Oebisfelde. „Wir sollten das nicht auf die leichte Schulter nehmen“, warnte der Buchhorster Klaus Gerike im Hauptausschuss. Der Eichenprozessionsspinner macht derzeit nicht nur in seinem Heimatort den Menschen schwer zu schaffen.

Ein Kind musste sogar schon ins Krankenhaus gebracht werden, weil es in Kontakt mit den Haaren der Raupen gekommen war, wusste Klaus Gerike.

Im Drömling, der mit vielen Eichen bewachsen ist, sei die Lage besonders schlimm. An der Straße von Buchhorst nach Röwitz ist augenscheinlich fast jeder zweite Baum bereits von den Raupen kahl gefressen worden. Der Parkplatz in Buchhorst und die Straße nach Hopfenhorst seien ebenfalls Problemgebiete. „Ich habe das unterschätzt“, gab Klaus Gerike zu, der sich vor wenigen Tagen noch nicht so viele Gedanken um die im Altmarkkreis seit Wochen thematisierte Problematik gemacht hatte.
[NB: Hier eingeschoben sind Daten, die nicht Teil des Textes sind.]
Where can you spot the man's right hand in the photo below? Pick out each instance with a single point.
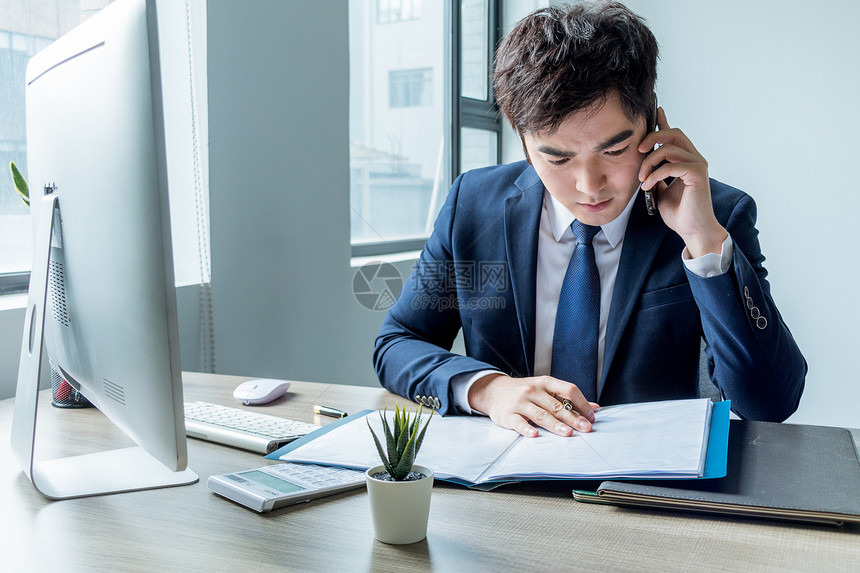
(522, 403)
Da Eichen als Straßenbaum häufig gepflanzt wurden, sind fast alle Orte von dem Schädling betroffen. „Im Außenbereich werden wir nichts machen können“, befürchtet Bürgermeisterin Silke Wolf. Die Kosten seien einfach zu hoch, um wie im Altmarkkreis die Bäume mit Chemie zu besprühen lassen. In den Ortslagen werde die Stadt sehr wohl tätig, ergänzte Ordnungsamtsleiter Detlef Meyer.

Wenn es sich um Bäume im Innenstadtbereich handelt, zum Beispiel an Kindertagesstätten und Spielplätzen, „saugen wir ab“, versicherte er. Aber das ist mit Kosten von 150 bis 200 Euro pro Baum verbunden. „Und im Außenbereich sind bestimmt 1000 Bäume betroffen“, wusste Detlef Meyer. Der Schädling sei definitiv noch nicht ausgerottet, auch wenn das im Frühling viele noch gehofft hatten. Durch den späten Beginn der Vegetation haben sich die Raupen nur später auf den Weg gemacht. Dass die kleinen Härchen der Raupen gefährlich sind und zu Juckreiz und Pusteln führen können, „das sollte sich inzwischen rumgesprochen haben“, schätzte Detlef Meyer ein. „Jeder sollte wissen, wie gefährlich das ist.“ In den Kindereinrichtungen, Schulen und bei den Elternversammlungen sollte darauf hingewiesen worden sein.

„Wir sind finanziell nicht in der Lage, da zu reagieren“, bedauerte Meyer. Vom Sprühen halte er generell nicht viel. „Der Erfolg ist gleich Null“, meinte er mit Blick auf die Maßnahmen in den Nachbarkreisen.